The database contains a single table called videos with the following columns:

  • id: The standard ID column from SQLite
  • title: The title of an episode
  • url: The url to the video page. Typically /supports/videos/XYZ
  • inserted_on: Date and time when the record was inserted.
  • upload_date: The date at which the video was uploaded
  • cast: The URL to a stream mux which can be downloaded directly using ytdlp. Note that these containing identifying information, and are time restricted. If one needs to redownload a video, set this column to NULL before starting vivaplusdl.
  • description: The description added to the video. Not always present.
  • year: The year part of upload_date. Added as a separate column to make some queries a little easier.
  • episode: The episode number. See the section about episode numbering.
  • run: The run during which this episode was scraped. Every time a run starts that finds at least one new video, the run will be increment by one. This field is necessary to properly calculate the episode numbers across runs.
  • state: The download state of the video. done indicates that the video is already imported into Jellyfin. pending means that no attempt to import it has occurred as yet, or that all imports attempts have resulted in errors.
  • thumbnail: Link to the video thumbnail

Episode Numbering

The episodes are numbered in (almost) the exact same way as ytdl-sub numbers videos. This makes transitioning easier.

Episodes numbers are in the format of MMDDEE, where:

  • MM is the number month the episode was uploaded on. For the months 1 through 9, no leading zero is present
  • DD is the day the episode was uploaded on. For single digit days, a leading zero is added.
  • EE is the episode number for the database. The first video on a day gets the number 01, the second gets 02, etc. The next day the episode resets back to 1. This ensure that multi-part episodes that are uploaded on the same day (such as the Which Star Wars movie is better?-trilogy) are shown by Jellyfin in the proper order.

Additionally, each episode needs a season.

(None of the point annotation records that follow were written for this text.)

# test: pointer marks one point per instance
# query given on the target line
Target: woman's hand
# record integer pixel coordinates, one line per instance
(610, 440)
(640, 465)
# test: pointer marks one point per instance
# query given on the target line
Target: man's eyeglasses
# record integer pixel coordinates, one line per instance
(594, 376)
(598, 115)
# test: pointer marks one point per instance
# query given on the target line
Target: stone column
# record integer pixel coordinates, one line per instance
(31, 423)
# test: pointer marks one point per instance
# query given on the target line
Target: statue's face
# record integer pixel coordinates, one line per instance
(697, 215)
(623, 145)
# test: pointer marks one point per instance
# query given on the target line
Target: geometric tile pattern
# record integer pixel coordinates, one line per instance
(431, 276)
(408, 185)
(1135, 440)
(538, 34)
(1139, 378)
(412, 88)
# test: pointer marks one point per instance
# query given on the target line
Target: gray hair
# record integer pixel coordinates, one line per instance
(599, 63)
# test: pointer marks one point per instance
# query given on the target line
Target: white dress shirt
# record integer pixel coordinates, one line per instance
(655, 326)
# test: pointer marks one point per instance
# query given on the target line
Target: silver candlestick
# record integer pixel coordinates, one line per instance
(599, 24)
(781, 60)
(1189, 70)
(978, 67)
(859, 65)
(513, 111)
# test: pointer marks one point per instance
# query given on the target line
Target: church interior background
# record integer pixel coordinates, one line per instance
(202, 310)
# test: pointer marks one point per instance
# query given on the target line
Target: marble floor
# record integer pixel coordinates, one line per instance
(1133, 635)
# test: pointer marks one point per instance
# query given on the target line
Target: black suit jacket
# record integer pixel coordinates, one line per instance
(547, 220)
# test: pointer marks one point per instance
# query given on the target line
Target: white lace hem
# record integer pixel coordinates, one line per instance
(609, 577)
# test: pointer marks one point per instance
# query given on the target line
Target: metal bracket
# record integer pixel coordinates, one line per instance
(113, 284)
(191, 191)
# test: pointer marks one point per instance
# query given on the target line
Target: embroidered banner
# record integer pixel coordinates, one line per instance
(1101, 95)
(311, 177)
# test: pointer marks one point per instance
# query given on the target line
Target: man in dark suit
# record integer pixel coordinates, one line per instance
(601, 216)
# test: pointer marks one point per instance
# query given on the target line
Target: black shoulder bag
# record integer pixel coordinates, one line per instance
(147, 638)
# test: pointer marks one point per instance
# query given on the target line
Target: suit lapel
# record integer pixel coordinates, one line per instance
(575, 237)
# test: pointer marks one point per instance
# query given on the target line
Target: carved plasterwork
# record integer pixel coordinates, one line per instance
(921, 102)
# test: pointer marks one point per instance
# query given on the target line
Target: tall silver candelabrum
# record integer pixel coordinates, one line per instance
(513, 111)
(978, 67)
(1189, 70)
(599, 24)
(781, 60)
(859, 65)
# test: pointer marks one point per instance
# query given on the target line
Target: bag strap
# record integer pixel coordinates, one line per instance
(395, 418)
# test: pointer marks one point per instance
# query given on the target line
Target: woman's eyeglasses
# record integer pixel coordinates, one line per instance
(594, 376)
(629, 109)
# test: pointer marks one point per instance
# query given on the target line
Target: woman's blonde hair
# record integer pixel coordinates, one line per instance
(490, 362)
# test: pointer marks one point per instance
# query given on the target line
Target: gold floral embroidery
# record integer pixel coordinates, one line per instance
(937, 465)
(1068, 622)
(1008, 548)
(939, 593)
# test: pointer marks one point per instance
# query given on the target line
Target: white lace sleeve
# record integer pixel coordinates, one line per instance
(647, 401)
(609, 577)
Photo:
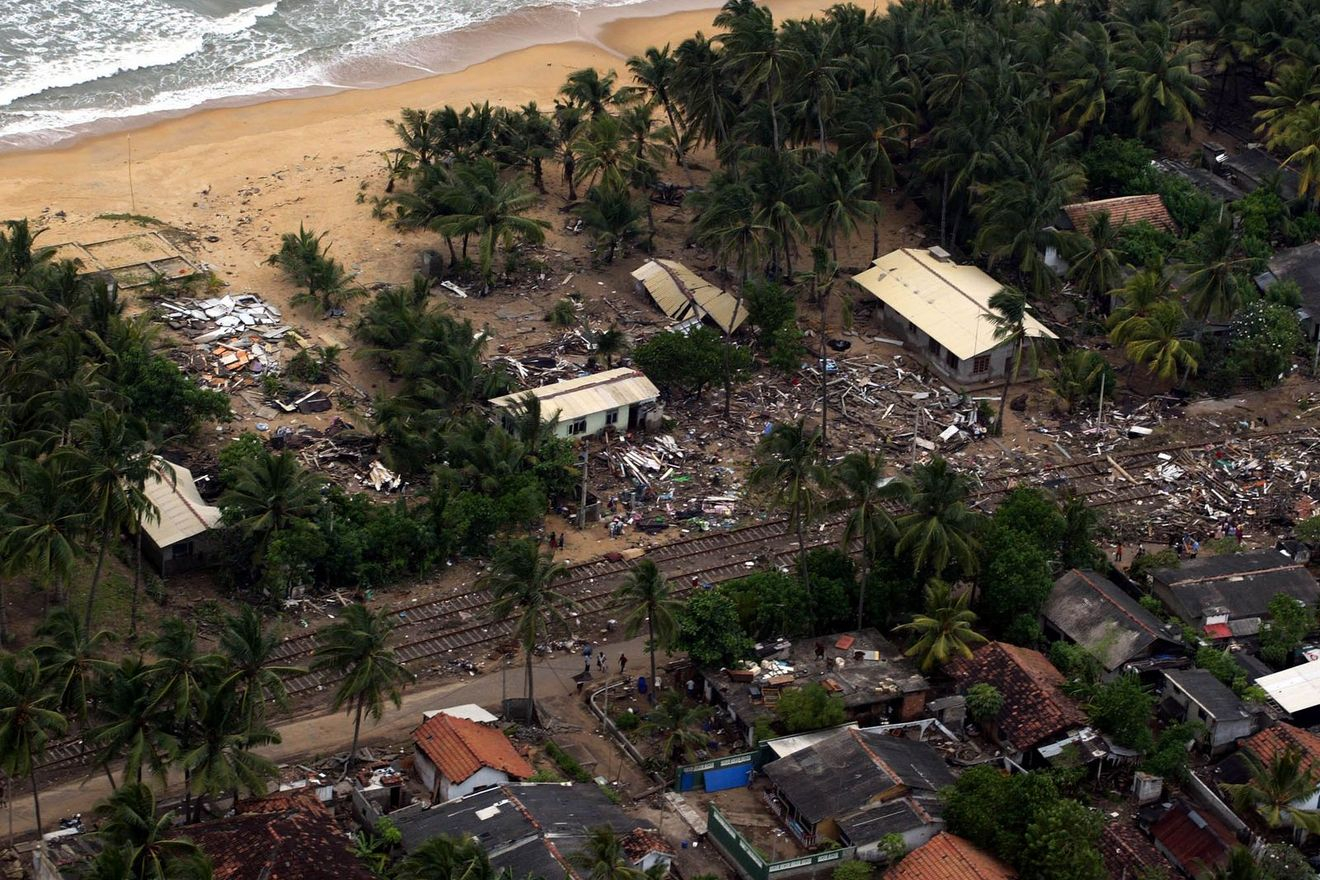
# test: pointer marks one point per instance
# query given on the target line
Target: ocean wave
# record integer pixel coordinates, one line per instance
(118, 60)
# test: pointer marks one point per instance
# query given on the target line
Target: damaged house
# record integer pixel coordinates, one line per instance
(857, 786)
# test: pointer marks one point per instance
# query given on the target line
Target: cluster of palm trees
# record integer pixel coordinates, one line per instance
(85, 403)
(922, 521)
(177, 706)
(457, 162)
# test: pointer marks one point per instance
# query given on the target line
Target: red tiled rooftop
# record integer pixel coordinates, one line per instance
(1122, 210)
(460, 747)
(947, 856)
(1281, 738)
(1126, 851)
(1034, 706)
(285, 837)
(638, 842)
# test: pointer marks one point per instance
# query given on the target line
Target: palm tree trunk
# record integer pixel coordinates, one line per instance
(137, 579)
(36, 796)
(651, 645)
(95, 575)
(357, 728)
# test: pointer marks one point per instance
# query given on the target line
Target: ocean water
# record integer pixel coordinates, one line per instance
(66, 65)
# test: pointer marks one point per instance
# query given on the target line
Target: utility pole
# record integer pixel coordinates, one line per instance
(1100, 416)
(586, 458)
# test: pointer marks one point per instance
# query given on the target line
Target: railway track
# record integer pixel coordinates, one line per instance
(434, 632)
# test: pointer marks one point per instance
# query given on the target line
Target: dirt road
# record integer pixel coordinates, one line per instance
(312, 738)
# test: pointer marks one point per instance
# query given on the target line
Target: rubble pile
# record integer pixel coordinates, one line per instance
(235, 339)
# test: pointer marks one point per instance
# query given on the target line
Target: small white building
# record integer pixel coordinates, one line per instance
(943, 312)
(456, 757)
(178, 537)
(615, 399)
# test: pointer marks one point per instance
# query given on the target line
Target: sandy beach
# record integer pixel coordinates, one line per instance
(242, 176)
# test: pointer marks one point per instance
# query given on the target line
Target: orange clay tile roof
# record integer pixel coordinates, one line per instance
(460, 747)
(1034, 706)
(948, 856)
(1122, 210)
(285, 837)
(1281, 738)
(638, 842)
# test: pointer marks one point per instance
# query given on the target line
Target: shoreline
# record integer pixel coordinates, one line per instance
(419, 60)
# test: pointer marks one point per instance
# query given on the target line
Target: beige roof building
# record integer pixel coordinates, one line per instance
(589, 404)
(683, 294)
(943, 309)
(184, 519)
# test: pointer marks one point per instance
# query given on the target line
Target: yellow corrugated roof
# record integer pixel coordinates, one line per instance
(949, 302)
(681, 293)
(588, 395)
(182, 512)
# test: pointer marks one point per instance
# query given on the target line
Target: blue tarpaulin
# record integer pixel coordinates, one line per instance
(729, 777)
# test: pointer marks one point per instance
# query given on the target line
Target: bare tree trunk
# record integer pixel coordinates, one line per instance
(95, 577)
(137, 579)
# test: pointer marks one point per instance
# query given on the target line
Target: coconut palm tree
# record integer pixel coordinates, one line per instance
(648, 599)
(131, 726)
(610, 343)
(1096, 269)
(222, 761)
(945, 629)
(250, 651)
(1211, 282)
(1156, 77)
(602, 856)
(1010, 312)
(1275, 786)
(1085, 75)
(790, 469)
(308, 264)
(446, 858)
(1240, 866)
(656, 70)
(677, 724)
(866, 495)
(522, 582)
(592, 91)
(939, 529)
(1299, 132)
(272, 492)
(29, 717)
(1160, 343)
(610, 213)
(71, 659)
(357, 648)
(44, 523)
(140, 843)
(111, 463)
(493, 209)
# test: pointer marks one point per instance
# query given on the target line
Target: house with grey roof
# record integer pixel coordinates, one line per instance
(1092, 611)
(1229, 595)
(858, 786)
(1197, 695)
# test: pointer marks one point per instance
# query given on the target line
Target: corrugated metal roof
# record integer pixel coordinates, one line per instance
(588, 395)
(949, 302)
(1294, 689)
(182, 512)
(681, 293)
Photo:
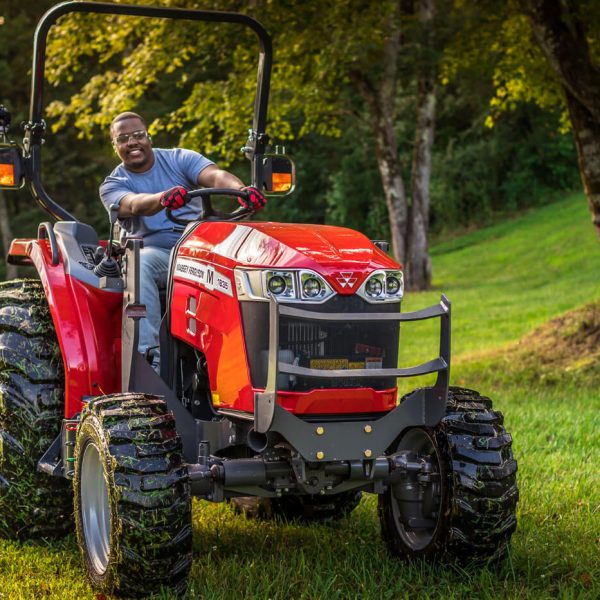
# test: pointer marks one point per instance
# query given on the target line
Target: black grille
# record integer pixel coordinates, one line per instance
(324, 345)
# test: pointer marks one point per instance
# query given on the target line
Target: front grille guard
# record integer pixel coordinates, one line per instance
(351, 440)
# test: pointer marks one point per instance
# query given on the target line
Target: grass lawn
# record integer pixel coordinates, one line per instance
(503, 282)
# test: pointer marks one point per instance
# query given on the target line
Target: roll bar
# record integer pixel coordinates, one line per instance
(34, 129)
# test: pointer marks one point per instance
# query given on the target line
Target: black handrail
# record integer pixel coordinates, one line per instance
(46, 232)
(35, 127)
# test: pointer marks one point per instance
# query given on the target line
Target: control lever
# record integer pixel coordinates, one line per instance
(108, 266)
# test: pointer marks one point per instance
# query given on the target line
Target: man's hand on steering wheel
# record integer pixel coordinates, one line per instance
(255, 201)
(174, 198)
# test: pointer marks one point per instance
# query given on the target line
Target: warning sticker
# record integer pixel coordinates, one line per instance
(206, 275)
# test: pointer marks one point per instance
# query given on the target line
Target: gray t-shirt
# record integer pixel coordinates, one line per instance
(171, 168)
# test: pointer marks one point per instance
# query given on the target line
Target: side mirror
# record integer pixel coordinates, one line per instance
(279, 175)
(11, 168)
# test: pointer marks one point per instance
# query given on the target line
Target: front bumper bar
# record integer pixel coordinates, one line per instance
(353, 440)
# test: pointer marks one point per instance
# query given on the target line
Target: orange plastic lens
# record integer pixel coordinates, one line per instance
(7, 174)
(282, 182)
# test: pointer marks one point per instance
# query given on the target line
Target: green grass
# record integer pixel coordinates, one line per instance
(503, 282)
(506, 279)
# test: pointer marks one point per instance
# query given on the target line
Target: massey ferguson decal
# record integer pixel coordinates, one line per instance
(346, 279)
(205, 275)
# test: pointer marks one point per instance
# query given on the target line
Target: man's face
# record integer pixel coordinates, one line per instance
(134, 150)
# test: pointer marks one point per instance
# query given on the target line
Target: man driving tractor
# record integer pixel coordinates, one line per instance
(147, 181)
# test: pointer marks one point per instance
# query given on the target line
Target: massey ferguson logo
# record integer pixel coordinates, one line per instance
(346, 279)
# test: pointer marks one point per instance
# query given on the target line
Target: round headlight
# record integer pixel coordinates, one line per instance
(392, 285)
(374, 287)
(311, 287)
(276, 285)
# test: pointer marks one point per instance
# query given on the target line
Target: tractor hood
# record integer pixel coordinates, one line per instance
(326, 249)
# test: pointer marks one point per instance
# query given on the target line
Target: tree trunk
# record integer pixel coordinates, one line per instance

The season number used is simply the year at which it was uploaded.

Download Process

This tools makes use of Playwright to interact with the website (as there is no API to find this information). It goes through these steps to download episodes:

  1. Login to the website using your credentials
  2. Go to the all videos pages sorted from newest to oldest and press the End key until we find a video that is already present in our database. During the one-time seeding process, the oldest video is manually added to the database using a SQL migration. For each video the url and run are stored in the database. The database state for this episode is now set to pending.
  3. Each video that does not have metadata (the cast column is set to null), we fetch the video page and extract the title, upload date, description, and cast url. The record is updated to contain this information.
  4. The proper episode numbers (or at least, the EE part of it) is calculated. This steps performs no network requests.
  5. Download the episodes into the temporary directory using ytdlp. Once the video is downloaded successfully, the video is moved into Jellyfin, and the XML sidecar is written containing the proper description, title, year, and air date, and finally the thumbnail is written into a file with a Jellyfin-compatible name. The database state for this episode is now set to done.

If any errors occur during the process, the program will log an error and quit. When running it as a Docker container, Docker will automatically start it again.